One or the other has to be moving. The coil moves through the magnetic field, a generator. Or the magnetic field moves through the coil, a transformer. Either way, the turns of the coil have to be passing through magnetic lines of flux.
What were you trying to do? I have an idea that I may try someday of obtaining an old coil from a car, those things would generate several thousand volts from pulsating 12VDC. Hook that to a cell and see what blows up!
Any ideas for generating voltage without pulling it from your alternator? Uhhh, a little monkey pedaling a bicycle connected to a generator? A second alternator installed? Oooh, a windmill as a hood ornament.
Seriously, why do you not want to pull if from your alternator? Your alternator should have the capacity to generate more than your car requires, and it is there. As I understand it, it does take some extra gas to generate extra amps from the alternator, but not enough to nullify the benefit of adding HHO generated in the process back into the engine.
My best idea, so far is the one concerning an old coil from a car, back in the day when cars had coils. Sort of a class C amplifier type setup.
Redneck, why this probably isn't the case for your car, the police cars I put together have a better alternator than stock and we pull close to 80a with everything running.
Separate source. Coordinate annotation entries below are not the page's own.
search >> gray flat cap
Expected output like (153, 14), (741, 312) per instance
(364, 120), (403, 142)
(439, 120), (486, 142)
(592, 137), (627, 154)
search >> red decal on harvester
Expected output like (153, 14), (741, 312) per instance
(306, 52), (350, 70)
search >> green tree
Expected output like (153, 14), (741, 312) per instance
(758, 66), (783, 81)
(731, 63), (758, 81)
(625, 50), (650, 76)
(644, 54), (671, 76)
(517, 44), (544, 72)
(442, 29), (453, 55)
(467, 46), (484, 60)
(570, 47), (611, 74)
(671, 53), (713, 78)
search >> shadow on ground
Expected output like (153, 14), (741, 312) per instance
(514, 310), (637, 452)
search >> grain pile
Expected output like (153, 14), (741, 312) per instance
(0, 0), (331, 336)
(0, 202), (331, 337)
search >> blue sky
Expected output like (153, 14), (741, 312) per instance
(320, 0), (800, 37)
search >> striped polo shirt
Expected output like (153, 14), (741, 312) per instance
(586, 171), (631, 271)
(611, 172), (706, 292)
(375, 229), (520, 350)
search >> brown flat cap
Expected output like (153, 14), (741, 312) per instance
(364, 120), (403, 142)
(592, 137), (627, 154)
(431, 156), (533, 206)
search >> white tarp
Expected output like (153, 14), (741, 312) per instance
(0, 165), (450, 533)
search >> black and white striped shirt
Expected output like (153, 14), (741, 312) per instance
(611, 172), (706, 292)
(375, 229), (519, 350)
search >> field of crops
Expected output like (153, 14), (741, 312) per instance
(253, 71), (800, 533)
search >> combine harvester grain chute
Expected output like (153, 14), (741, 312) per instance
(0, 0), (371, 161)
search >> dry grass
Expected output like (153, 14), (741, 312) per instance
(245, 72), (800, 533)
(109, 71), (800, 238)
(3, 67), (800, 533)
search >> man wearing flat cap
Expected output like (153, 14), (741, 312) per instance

I don't see why a stock alternator wouldn't have an extra 30 or even 50a unless you have a large stereo system
Its not that I cant pull it from the alternator, if I can get electricity from some other source then in theory it should increase my gas mileage even more.
I was just brain storming but tell me more about these semiconductors they seem interesting.
Also I have thought of pulling a small windmill in my truck(forgetting the fact that is would look stupid) because it isnt very aerodynamic to start with.
put a solar panel on your dash or back deck.
1982 MB 300D Turbo Diesel 90%WVO/10%RUG + additives blend. $.50/gal
don't know what MPG is, probly low 20s
the easiest way i know to explain them is, my pool heater, just like any gas furnace has a flame, to heat air, or water, or whatever. in modern heaters or furnaces there is a thermalcouple (semiconductor) What this does is as the side touhing the flame heats up, the opposite side is cooler, this varience creates a voltage, that tells the gas valve to open when the varience reaches a certain point (the flame is burning) if the flame was to extinguish that temerature varience would drop, therefore the voltage would drop closing the valve (turning off the gas) its a safty feature built in. one thread on here talked about wrapping a series of thermalcouples around the exhaust manifold (to heat the one side, the other side will have a heatsink on it to dissapate heat, creating the temp. varience, therfore converting heat. the problem with these are that the efficiency of a thermalcouple is somewhere around 4-8%. the cost of these is dropping, but they are still very expensive, and you would need a lot of them to generate enough electricity. Im at work now and get yelled at for doing personal work on the computer so i dont have too much time to discuss this more, unless i charge my blackberry. OFF SUBJECT... Does anyone know at what RPM an alternator engages?